Life feels like it’s on hold

We can’t right now because…

We’ll have to wait until…

When it’s over, we’ll…

These have become such common statements that I feel like I should just have them on ready-repeat. There is so much of our regular lives that is absent. So much that we’d like to do that we just can’t right now because of Covid-19. That’s the current reality for everyone everywhere. Life just feels like it’s on hold.

In my normal everyday life I sometimes struggle with getting up in the morning when I’m tired (anyone?). The debate I often have in my head is whether I truly need rest or I’m just being lazy. No matter who wins that argument, the resulting consequences are always the same. The more often I choose to sleep in, the easier the decision becomes to sleep in each day until it’s no longer a conscious decision. I just automatically hit the snooze.

The Covid-era is starting to feel like we’re hitting the snooze button over and over again. We’re training ourselves to look for reasons why we can’t do something instead of looking for ways that we can. The outcome is that we just automatically hit the snooze on any possible idea, outing, or event that arises in our collective conversations.

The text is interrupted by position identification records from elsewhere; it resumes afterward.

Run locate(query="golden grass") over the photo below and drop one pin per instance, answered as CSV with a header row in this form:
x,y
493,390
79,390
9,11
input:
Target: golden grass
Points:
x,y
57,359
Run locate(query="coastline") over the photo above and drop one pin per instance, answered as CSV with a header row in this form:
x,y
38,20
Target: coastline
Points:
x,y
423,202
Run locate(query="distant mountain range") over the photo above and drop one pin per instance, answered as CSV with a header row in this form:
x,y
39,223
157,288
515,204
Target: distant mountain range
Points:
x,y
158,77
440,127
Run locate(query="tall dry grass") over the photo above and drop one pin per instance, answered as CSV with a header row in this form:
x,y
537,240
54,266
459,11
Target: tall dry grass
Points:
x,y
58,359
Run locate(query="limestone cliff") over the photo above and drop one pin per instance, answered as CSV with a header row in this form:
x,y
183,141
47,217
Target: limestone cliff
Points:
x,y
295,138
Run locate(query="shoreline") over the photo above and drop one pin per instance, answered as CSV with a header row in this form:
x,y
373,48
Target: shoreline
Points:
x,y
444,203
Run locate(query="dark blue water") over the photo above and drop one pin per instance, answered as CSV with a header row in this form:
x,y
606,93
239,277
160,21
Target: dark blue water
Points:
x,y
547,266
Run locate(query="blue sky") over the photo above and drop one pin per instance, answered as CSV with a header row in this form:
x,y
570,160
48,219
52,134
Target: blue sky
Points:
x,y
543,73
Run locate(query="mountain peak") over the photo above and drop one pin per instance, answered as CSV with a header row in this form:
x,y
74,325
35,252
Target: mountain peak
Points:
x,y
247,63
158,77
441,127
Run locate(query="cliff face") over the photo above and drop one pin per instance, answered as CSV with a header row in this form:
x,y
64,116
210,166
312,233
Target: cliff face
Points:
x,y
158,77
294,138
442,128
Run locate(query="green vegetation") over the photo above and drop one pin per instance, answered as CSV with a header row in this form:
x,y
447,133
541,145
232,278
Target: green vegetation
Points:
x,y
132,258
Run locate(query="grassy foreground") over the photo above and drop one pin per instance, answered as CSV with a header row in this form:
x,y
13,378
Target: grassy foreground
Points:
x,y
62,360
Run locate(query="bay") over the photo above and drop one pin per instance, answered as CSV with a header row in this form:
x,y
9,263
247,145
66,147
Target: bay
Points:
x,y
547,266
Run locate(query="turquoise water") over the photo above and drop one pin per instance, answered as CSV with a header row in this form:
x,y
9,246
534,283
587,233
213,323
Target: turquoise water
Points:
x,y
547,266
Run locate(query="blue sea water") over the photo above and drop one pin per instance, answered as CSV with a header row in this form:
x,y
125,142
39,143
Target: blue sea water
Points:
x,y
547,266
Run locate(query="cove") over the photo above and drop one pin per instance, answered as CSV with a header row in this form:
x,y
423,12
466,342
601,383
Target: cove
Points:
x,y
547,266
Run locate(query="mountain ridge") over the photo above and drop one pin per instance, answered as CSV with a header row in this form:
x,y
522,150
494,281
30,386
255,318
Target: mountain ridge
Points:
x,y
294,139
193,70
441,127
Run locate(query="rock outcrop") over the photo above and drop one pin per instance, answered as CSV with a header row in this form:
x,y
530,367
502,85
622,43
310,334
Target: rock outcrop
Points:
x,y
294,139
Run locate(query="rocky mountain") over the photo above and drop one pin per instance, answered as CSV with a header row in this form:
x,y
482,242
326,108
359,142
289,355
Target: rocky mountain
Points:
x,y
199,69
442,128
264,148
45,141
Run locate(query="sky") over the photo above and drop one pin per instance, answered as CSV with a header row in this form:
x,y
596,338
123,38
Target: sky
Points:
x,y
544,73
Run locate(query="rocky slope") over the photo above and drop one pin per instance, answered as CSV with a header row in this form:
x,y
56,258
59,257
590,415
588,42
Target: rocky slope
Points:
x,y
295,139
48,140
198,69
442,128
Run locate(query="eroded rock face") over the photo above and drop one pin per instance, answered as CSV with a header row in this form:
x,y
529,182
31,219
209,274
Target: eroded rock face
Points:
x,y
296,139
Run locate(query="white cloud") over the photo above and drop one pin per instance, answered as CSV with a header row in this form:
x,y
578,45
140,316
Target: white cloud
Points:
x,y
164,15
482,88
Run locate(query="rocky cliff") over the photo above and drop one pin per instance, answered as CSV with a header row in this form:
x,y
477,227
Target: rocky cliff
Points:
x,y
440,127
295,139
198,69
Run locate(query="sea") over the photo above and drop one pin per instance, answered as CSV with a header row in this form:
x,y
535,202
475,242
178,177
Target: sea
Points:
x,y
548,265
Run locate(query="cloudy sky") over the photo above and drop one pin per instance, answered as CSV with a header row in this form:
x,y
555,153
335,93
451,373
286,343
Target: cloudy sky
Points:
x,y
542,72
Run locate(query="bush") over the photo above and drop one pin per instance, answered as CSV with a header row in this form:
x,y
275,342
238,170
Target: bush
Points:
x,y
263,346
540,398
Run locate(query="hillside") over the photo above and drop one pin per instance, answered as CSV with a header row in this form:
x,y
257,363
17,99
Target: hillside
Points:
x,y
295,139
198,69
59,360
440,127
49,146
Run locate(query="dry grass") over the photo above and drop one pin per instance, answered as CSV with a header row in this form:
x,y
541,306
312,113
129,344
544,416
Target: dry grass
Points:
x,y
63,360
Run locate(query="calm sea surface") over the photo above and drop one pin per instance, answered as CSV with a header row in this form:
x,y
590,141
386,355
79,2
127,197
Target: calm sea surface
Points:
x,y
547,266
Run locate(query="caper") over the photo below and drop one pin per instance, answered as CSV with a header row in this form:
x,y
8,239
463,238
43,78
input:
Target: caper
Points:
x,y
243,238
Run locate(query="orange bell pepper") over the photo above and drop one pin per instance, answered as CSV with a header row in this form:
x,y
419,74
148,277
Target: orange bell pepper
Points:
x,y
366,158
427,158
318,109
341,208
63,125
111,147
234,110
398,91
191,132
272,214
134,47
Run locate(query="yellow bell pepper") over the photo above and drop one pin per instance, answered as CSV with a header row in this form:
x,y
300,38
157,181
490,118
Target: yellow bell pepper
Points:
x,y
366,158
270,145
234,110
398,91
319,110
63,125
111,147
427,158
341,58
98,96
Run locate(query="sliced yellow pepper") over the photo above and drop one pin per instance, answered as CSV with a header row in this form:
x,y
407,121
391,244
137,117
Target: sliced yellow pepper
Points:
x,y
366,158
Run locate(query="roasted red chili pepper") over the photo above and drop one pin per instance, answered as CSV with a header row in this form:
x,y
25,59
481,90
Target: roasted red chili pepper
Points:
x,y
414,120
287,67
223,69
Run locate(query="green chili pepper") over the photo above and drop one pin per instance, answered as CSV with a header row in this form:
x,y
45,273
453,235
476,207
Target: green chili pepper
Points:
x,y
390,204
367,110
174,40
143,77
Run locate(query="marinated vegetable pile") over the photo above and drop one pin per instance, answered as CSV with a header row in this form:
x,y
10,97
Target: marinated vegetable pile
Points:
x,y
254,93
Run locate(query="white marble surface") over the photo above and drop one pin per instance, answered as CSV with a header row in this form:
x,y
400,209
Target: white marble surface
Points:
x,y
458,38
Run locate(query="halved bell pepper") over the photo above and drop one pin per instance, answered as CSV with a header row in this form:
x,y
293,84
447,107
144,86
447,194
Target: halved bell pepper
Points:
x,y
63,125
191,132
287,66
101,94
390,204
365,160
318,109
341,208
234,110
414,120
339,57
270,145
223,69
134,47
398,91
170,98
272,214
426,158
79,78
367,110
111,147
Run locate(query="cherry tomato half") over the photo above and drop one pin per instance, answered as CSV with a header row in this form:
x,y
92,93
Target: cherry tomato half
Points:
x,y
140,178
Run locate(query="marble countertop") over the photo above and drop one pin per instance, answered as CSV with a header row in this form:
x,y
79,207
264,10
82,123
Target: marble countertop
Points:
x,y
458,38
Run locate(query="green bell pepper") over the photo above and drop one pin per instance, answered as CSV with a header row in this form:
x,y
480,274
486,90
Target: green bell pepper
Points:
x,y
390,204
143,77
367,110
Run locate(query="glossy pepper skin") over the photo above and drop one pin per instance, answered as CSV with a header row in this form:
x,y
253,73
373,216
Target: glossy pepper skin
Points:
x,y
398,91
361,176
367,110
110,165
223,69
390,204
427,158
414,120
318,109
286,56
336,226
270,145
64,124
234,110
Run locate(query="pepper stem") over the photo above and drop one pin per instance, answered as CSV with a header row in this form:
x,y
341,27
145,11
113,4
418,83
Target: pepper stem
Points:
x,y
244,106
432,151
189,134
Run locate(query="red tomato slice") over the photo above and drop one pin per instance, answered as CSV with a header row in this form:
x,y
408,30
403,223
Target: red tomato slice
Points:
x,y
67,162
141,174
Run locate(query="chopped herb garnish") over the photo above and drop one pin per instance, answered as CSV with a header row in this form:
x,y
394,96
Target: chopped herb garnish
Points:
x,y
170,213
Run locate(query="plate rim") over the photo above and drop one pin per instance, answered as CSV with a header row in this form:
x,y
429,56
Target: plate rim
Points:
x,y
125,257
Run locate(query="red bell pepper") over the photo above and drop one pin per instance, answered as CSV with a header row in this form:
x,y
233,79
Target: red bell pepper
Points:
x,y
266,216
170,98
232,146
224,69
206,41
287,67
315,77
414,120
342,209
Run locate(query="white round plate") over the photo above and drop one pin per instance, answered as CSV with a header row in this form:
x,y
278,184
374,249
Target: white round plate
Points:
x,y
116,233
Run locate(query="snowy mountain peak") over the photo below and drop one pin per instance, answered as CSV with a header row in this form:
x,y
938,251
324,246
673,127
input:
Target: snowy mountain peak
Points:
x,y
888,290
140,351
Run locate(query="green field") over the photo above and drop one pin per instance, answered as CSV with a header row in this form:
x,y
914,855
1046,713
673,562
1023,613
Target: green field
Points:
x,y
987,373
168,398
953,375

We can’t right now because…

We’ll have to wait until…

When it’s over, we’ll…

We can’t life our lives on hold.

There is still so much to do and see! We just took a 37-day working vacation, traveling over 4,000 miles across 11 states, enjoying a tropical paradise in the midst of Covid-hell. Sure, we had to take a lot of precautions, adapt many of our practices, and amend much of our plans, but we still had a blast!

Quit hitting the snooze on life! Get out there and live!